For example, paragraph 62 states in its entirety: "Defendant Abe Felton on December 14, 2017 on DR#:EKCC-2017-05274 as part of a joint campaign of IIED and retaliation to deprive me legal redress breached his ministerial duties and duties, protective liberties and due process owed me under the First, Fifth, and Fourteenth Amendments of the U.S. Const."
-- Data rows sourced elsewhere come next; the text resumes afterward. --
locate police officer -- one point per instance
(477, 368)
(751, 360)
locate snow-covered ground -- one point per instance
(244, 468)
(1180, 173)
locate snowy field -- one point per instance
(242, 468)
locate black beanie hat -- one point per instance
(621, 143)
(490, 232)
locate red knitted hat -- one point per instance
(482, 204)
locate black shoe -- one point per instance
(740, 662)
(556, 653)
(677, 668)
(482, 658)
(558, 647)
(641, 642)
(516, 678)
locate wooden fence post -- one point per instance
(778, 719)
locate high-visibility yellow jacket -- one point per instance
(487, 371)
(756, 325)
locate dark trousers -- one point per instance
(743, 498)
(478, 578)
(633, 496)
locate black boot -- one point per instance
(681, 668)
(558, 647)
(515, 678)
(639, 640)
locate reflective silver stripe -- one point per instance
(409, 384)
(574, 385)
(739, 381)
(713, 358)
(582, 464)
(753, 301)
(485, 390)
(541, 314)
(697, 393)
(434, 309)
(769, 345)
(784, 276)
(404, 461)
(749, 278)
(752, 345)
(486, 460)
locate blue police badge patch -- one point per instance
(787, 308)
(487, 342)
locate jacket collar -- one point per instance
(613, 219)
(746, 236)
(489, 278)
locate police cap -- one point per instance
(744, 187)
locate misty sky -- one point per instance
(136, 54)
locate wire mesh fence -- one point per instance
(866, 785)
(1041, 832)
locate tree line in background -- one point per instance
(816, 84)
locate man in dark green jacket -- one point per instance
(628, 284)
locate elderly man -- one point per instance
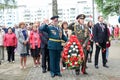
(54, 45)
(82, 33)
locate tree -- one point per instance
(108, 7)
(54, 7)
(8, 4)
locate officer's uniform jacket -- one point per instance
(81, 31)
(55, 35)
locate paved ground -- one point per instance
(12, 71)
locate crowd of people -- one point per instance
(43, 41)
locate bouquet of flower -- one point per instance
(72, 53)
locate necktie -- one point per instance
(66, 32)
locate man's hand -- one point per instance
(97, 43)
(25, 42)
(83, 45)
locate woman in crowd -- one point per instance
(67, 33)
(108, 45)
(10, 42)
(116, 32)
(90, 27)
(22, 44)
(35, 41)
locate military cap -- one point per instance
(54, 17)
(81, 16)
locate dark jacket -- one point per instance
(44, 38)
(99, 35)
(53, 33)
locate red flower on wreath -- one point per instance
(73, 59)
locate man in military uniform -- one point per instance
(82, 33)
(54, 45)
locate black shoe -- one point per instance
(96, 66)
(105, 66)
(77, 71)
(85, 73)
(52, 76)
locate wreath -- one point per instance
(72, 53)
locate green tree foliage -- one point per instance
(108, 7)
(6, 4)
(54, 7)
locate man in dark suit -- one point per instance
(55, 36)
(100, 36)
(44, 51)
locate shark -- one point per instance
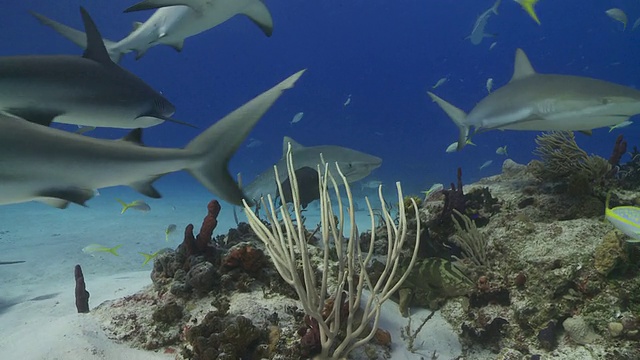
(477, 33)
(87, 90)
(171, 23)
(57, 167)
(545, 102)
(355, 165)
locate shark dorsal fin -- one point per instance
(294, 145)
(522, 67)
(95, 50)
(136, 26)
(134, 137)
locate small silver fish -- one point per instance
(348, 101)
(486, 163)
(619, 15)
(489, 85)
(296, 118)
(139, 205)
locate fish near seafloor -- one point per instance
(477, 33)
(172, 23)
(545, 102)
(625, 219)
(89, 90)
(57, 167)
(355, 165)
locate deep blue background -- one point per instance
(386, 53)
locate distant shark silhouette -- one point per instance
(545, 102)
(172, 23)
(90, 90)
(58, 167)
(355, 165)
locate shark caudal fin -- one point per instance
(78, 37)
(215, 146)
(458, 116)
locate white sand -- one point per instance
(51, 242)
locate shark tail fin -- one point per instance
(260, 15)
(114, 250)
(216, 145)
(457, 116)
(78, 37)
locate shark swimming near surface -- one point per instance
(89, 90)
(172, 23)
(58, 167)
(355, 165)
(477, 33)
(545, 102)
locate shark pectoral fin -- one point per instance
(145, 187)
(213, 148)
(134, 137)
(457, 116)
(295, 146)
(177, 45)
(38, 116)
(155, 4)
(61, 197)
(260, 15)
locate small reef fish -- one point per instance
(168, 231)
(253, 143)
(440, 82)
(486, 164)
(149, 257)
(625, 219)
(432, 190)
(477, 33)
(296, 118)
(621, 125)
(139, 205)
(95, 248)
(489, 85)
(529, 7)
(618, 15)
(348, 101)
(453, 147)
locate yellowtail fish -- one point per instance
(529, 7)
(625, 219)
(618, 15)
(149, 257)
(95, 248)
(136, 205)
(168, 231)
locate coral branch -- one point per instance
(82, 295)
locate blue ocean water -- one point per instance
(384, 54)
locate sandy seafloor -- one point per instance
(38, 318)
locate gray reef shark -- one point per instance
(477, 34)
(355, 165)
(90, 90)
(172, 23)
(546, 102)
(58, 167)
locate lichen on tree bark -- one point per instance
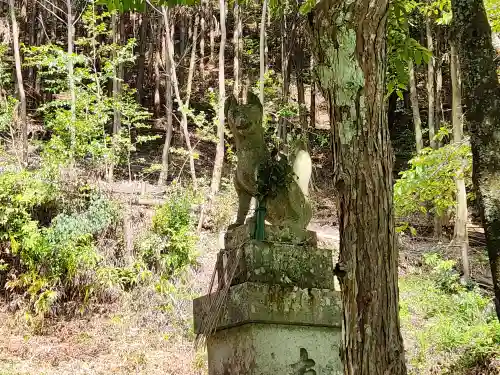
(481, 94)
(349, 43)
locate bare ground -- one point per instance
(135, 336)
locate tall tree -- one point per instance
(118, 29)
(431, 88)
(204, 15)
(461, 237)
(169, 107)
(19, 78)
(219, 153)
(238, 48)
(71, 78)
(417, 122)
(349, 41)
(481, 91)
(262, 50)
(183, 105)
(141, 59)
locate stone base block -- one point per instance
(275, 349)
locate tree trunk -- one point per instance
(117, 30)
(285, 71)
(219, 154)
(431, 89)
(352, 57)
(203, 31)
(237, 56)
(461, 237)
(482, 99)
(183, 106)
(141, 59)
(71, 78)
(262, 51)
(213, 32)
(312, 109)
(439, 113)
(414, 106)
(19, 80)
(301, 99)
(169, 107)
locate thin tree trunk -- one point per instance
(439, 113)
(262, 51)
(312, 109)
(32, 34)
(141, 59)
(237, 56)
(160, 47)
(461, 237)
(169, 107)
(71, 78)
(219, 154)
(353, 64)
(299, 76)
(431, 89)
(117, 30)
(213, 32)
(481, 91)
(285, 71)
(417, 122)
(202, 39)
(182, 105)
(20, 85)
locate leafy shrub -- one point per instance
(428, 186)
(169, 246)
(58, 261)
(450, 331)
(444, 272)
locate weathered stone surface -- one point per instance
(263, 303)
(237, 236)
(274, 349)
(285, 264)
(291, 205)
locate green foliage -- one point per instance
(58, 260)
(5, 68)
(429, 184)
(7, 107)
(401, 48)
(493, 11)
(21, 193)
(444, 273)
(140, 5)
(273, 177)
(169, 246)
(85, 136)
(449, 332)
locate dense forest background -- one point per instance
(117, 167)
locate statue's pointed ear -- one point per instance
(253, 100)
(231, 102)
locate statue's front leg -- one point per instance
(244, 200)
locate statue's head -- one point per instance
(242, 117)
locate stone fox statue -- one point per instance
(291, 206)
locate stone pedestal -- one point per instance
(281, 315)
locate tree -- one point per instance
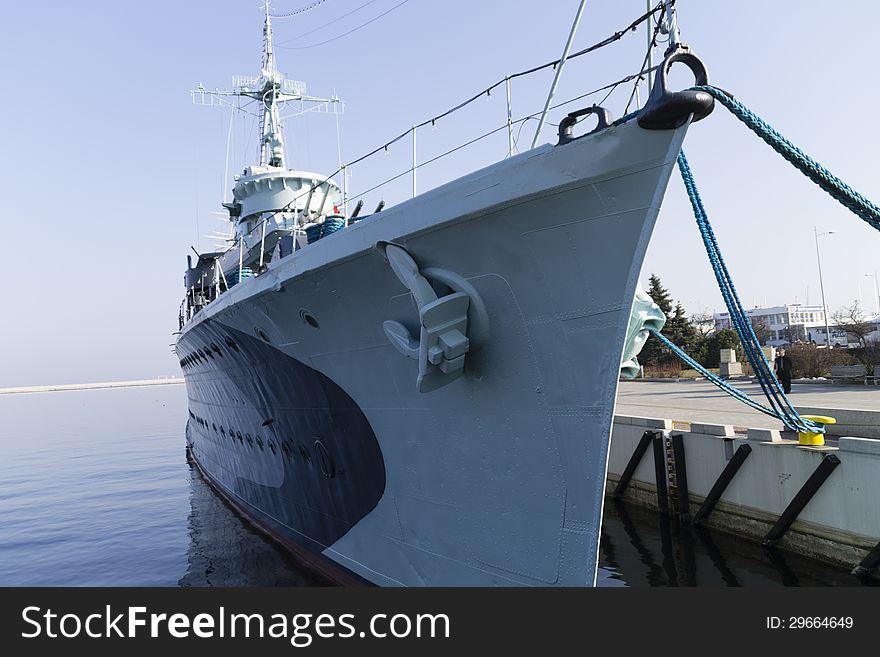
(721, 339)
(703, 323)
(660, 295)
(680, 331)
(654, 352)
(762, 331)
(852, 320)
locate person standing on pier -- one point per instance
(782, 366)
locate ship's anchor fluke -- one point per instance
(443, 340)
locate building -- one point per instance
(840, 337)
(781, 325)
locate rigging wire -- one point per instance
(647, 59)
(299, 11)
(344, 34)
(328, 23)
(616, 36)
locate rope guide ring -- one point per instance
(666, 109)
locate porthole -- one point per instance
(308, 318)
(328, 467)
(261, 334)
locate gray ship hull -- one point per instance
(309, 420)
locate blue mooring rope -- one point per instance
(780, 406)
(836, 188)
(862, 207)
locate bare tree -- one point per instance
(703, 323)
(852, 320)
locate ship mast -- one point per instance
(272, 89)
(272, 139)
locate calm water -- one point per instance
(95, 491)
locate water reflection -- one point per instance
(639, 548)
(225, 551)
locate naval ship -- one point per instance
(423, 395)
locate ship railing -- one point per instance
(280, 219)
(653, 18)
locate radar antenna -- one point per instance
(273, 90)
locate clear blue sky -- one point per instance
(111, 174)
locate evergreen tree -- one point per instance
(660, 295)
(681, 332)
(654, 352)
(722, 339)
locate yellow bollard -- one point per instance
(810, 437)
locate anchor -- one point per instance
(443, 340)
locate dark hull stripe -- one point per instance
(291, 449)
(311, 562)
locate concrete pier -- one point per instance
(839, 523)
(91, 386)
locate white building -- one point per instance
(785, 324)
(840, 337)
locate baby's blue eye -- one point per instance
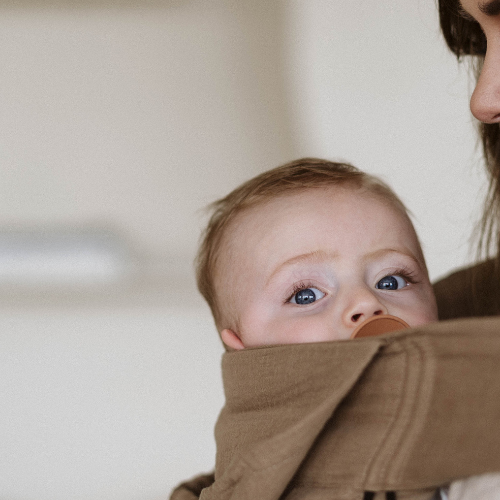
(306, 296)
(391, 283)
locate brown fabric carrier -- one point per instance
(406, 412)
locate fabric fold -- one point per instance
(406, 412)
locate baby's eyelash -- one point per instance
(406, 273)
(297, 288)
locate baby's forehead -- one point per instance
(281, 210)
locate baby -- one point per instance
(308, 251)
(304, 254)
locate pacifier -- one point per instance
(377, 325)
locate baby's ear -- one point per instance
(231, 339)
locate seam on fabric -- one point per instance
(385, 438)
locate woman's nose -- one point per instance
(485, 100)
(363, 305)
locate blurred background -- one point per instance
(119, 121)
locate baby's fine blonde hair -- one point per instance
(298, 175)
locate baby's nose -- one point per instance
(364, 305)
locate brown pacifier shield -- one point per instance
(377, 325)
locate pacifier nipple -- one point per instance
(377, 325)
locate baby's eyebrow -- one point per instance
(383, 252)
(310, 257)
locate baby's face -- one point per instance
(312, 266)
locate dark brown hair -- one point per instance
(306, 173)
(465, 37)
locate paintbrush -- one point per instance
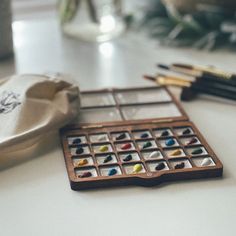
(203, 76)
(204, 70)
(191, 88)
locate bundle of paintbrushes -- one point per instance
(196, 80)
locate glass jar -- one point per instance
(92, 20)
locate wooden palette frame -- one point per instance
(142, 179)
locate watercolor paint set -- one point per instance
(135, 136)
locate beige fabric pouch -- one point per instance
(32, 106)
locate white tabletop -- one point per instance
(35, 196)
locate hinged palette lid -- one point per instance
(109, 107)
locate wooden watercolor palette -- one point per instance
(136, 136)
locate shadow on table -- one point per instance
(49, 143)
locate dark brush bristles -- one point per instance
(183, 66)
(151, 78)
(187, 94)
(162, 66)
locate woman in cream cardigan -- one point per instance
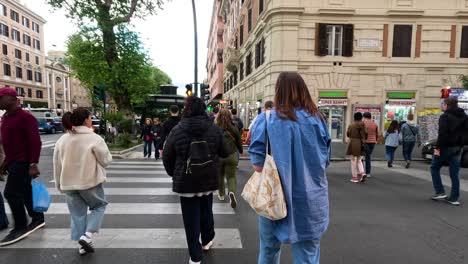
(80, 159)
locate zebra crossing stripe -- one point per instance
(157, 238)
(138, 209)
Even without prior direction from the Court, any court is empowered to dismiss without prejudice an excessively wordy or confusing complaint because such complaints "make[] it difficult for the defendant to file a responsive pleading and make[] it difficult for the trial court to conduct orderly litigation." Vicom, Inc. v. Harbridge Merchant Servs., Inc., 20 F.3d 771, 775-76 (7th Cir. 1994) (holding that 199-page, 385-paragraph complaint "violated the letter and spirit of Rule 8(a)"); see also I.M. Hofmann v. Fermilab NAL/URA, 205 F. Supp. 2d 900, 902 (N.D. Ill. 2002) (dismissing plaintiff's rambling 113-page complaint for violating Rule 8(a)). In most instances Harrison asserts only a legal claim accompanied by only an incomplete or incomprehensible factual reference. But a court is not obligated to accept a legal claim masquerading as a factual allegation. Papasan v. Allain, 478 U.S. 265, 286 (1986). Because "the less stringent standard for pro se plaintiffs does not compel the courts to conjure up unpleaded facts to support conclusory allegations," Kamppi v. Ghee, 208 F.3d 213 (table), 2000 WL 303018, at *1 (6th Cir. May 14, 2000), such claim-based pleading fails to satisfy Rule 8(a). Grinter v. Knight, 532 F. 3d 567, 577 (6th Cir. 2008) ("More than bare assertions of legal conclusions is ordinarily required to satisfy federal notice pleading requirements."). Applying these principles paragraph-by-paragraph to Harrison's complaint, the Court finds that the plaintiff's allegations against nearly all of the defendants are insufficient under Rule 8 and warrant dismissal without prejudice.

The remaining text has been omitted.